The Colonel’s Lady and Judy O’Grady

Mauritius Times – 70 Years

By Peter Ibbotson

According to Rudyard Kipling, these two ladies are “sisters under the skin”, despite their differing backgrounds. So, it is with employers — in a capitalist society, they are the same the world over, in the UK in Jamaica, in Mauritius, anywhere you care to name. Their interest is the maximisation of profits; if profits can be maximised by a policy of treating the employees kindly, then the employers will provide this, that and the other benefit in addition to the wages paid. But if maximisation of profits can come only by paying as little as possible in wages, then low wages will surely be the order of the day.

The estate owners in Mauritius belong to the second category of employers. They maximise their profits by paying as little as they can in wages. And unfortunately, the labourers’ unions are not yet strong to combat this policy of depressing wages.

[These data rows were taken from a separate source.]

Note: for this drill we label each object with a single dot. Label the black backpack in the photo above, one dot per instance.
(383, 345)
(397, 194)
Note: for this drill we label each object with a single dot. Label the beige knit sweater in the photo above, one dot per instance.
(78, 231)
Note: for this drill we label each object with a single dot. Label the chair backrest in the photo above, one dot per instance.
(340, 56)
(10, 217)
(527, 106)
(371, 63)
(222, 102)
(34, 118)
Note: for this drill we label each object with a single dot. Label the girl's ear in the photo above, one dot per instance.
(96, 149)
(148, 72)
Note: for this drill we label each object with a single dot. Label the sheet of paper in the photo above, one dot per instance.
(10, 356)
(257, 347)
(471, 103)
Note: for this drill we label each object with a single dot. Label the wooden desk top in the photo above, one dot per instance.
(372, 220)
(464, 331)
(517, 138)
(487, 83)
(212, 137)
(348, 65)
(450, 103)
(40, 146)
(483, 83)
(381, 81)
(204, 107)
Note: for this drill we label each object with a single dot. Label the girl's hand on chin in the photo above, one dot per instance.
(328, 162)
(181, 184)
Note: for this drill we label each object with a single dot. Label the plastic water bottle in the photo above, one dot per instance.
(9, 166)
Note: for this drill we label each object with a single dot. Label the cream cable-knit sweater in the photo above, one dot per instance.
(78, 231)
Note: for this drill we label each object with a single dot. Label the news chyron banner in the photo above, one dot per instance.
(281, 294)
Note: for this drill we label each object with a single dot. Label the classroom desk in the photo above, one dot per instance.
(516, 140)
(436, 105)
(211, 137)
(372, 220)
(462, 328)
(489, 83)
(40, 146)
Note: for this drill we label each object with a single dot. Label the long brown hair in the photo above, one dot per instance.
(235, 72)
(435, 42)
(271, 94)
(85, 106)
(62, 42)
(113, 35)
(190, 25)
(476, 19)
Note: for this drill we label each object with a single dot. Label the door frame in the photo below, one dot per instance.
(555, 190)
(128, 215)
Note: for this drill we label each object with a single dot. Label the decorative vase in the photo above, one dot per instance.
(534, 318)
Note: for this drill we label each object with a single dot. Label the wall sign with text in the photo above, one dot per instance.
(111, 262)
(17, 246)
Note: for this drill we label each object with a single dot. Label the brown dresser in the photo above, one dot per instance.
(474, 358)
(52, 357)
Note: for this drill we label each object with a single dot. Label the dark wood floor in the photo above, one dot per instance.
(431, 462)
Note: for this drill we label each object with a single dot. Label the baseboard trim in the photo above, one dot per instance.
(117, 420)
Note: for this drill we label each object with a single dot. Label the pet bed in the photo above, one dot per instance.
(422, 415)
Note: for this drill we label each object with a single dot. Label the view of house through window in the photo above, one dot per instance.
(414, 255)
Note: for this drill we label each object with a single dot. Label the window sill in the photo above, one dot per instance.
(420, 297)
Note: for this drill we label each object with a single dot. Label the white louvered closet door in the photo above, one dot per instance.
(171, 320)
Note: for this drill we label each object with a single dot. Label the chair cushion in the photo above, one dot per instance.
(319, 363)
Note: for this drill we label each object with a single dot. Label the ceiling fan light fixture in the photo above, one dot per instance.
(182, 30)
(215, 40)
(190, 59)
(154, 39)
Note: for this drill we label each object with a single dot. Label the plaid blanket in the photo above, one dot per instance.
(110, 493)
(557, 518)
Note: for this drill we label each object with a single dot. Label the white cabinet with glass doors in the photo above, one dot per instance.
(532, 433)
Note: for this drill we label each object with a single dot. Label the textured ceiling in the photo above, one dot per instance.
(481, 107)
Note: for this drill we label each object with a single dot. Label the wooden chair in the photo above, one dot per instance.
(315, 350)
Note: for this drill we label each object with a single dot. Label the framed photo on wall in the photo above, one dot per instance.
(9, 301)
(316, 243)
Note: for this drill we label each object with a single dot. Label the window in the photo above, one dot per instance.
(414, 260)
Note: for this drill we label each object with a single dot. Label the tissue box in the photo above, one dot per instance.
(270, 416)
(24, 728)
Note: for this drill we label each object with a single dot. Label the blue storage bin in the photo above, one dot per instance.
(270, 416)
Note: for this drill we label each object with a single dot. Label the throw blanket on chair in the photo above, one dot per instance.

Nor, thanks to the confusion caused by demagogues, and their propaganda, have we yet a national wages policy and Wages Boards for the sugar employees. Any application by the workers for higher pay tends to be dismissed out of hand by the estate owners, who claim always to be unable to pay more. Yet the annual reports of the income tax department show that the sugar estates are in a very healthy condition and can pour out millions of rupees annually to their fortunate shareholders! Some of those millions paid in dividends ought to be used to increase wages among the estate labourers first and the artisans second; and if the shareholders still expect their kilo of flesh, let the état-major suffer a cut in salaries and — more important – perquisites.

My reflections have been sparked off by reading in The Times of April 14 the statement of the Chairman of Tate & Lyle Investments Limited at the company’s annual general meeting in London the previous day. The statement referred to the Group’s trading activities, which are carried on in Jamaica, among other places. He said that a severe drought had affected the 1959 crop, and profits had suffered accordingly. In 1959, too, he said, “Unpleasant labour troubles were also experienced. These arose in connexion with the collective wages agreement between the unions and the Sugar Manufacturers’ Association to which we were a party. Selective strikes were called at seven out of the 20 estates. The issues were not, however, resolved and the outcome was the appointment by the Government of a Commission of Enquiry which was reported earlier this year.”

The Chairman, Sir Ian D. Lyle, then quoted part of the Commission’s report:

“While profits in 1958 and 1959 would not in themselves justify a wage increase, the Commission is of the opinion that the results for those years cannot be considered in isolation but should be weighed in conjunction with those of the preceding 17 years. When account is taken of the longer-term results and of the fact that the Commonwealth Sugar Agreement guaranteeing the Negotiated Price Quota has been extended to December 31, 1967, it may be concluded that the unfavourable results of 1958 and 1959 will not continue. Considering these and related findings, the Commission has concluded the sugar workers are entitled to receive an increase.”

The increase recommended, which has been accepted by the unions and the employers, was for a 12½ percent, crop bonus for 1959, and a 12½ percent increase in all wage rates from the start of the 1960 crop. The additional cost to the West Indies Sugar Company (Tate & Lyle’s interest in Jamaica goes under that name) is £201,000 for 1959 (say, Rs 2½ million): and £275,000 (say, Rs 3½ million) in a full year. “It is,” said Sir lan Lyle, “a heavy bill to pay in a year of very poor results.”

This comment reveals the workings of the mind of the modern employer, the present-day entrepreneur. It shows only too well that employers everywhere are interested in one thing — their profits; and as long as their sacred cow is secure, the rest can go hang.

What is interesting, however, is the basis on which the Commission of Enquiry worked in assessing the ability of the sugar industry to bear higher wage rates. The Commission was not concerned with one year only and its financial result; it was not concerned with two years only; instead, it examined the profitability of the industry over the last 17 years, and its probable profitability over the next 7. On that basis — the profitability, real or estimated, of the industry over 24 years — did the Commission make its recommendation for an increase in wages. There is a lesson here for the Mauritius unions, and for all indeed who are striving to better the lot of the Mauritian worker and who are not prepared to be diverted from their task by enemies or so-called friends who play upon their weaknesses, be those weaknesses wine or women — or come, to that, song.

I hope that the Meade Commission will be able to unearth facts about the profitability of the estates. If not, the Government will have no option but to appoint an ad hoc commission of enquiry into the financial aspect of the Mauritius sugar industry with power to call for documents and to publish them. Up to date, there is too much secrecy shrouding the financial set-up of Mauritius basic industry: sugar.

*  *  *

Postscript to a Memorandum

I would have liked to have added some more to my memorandum for the Meade Commission. Perhaps someone may like to take up these suggestions in oral evidence: severe taxation of land which is either not utilised or underutilised; an arbitration tribunal to be set up to fix rents for sub-tenants of Crown Lands and to grant security of tenure; all tenants of Crown Lands to be asked for information as to what use they themselves make of their rented land, with a view to the more equitable granting of future leases.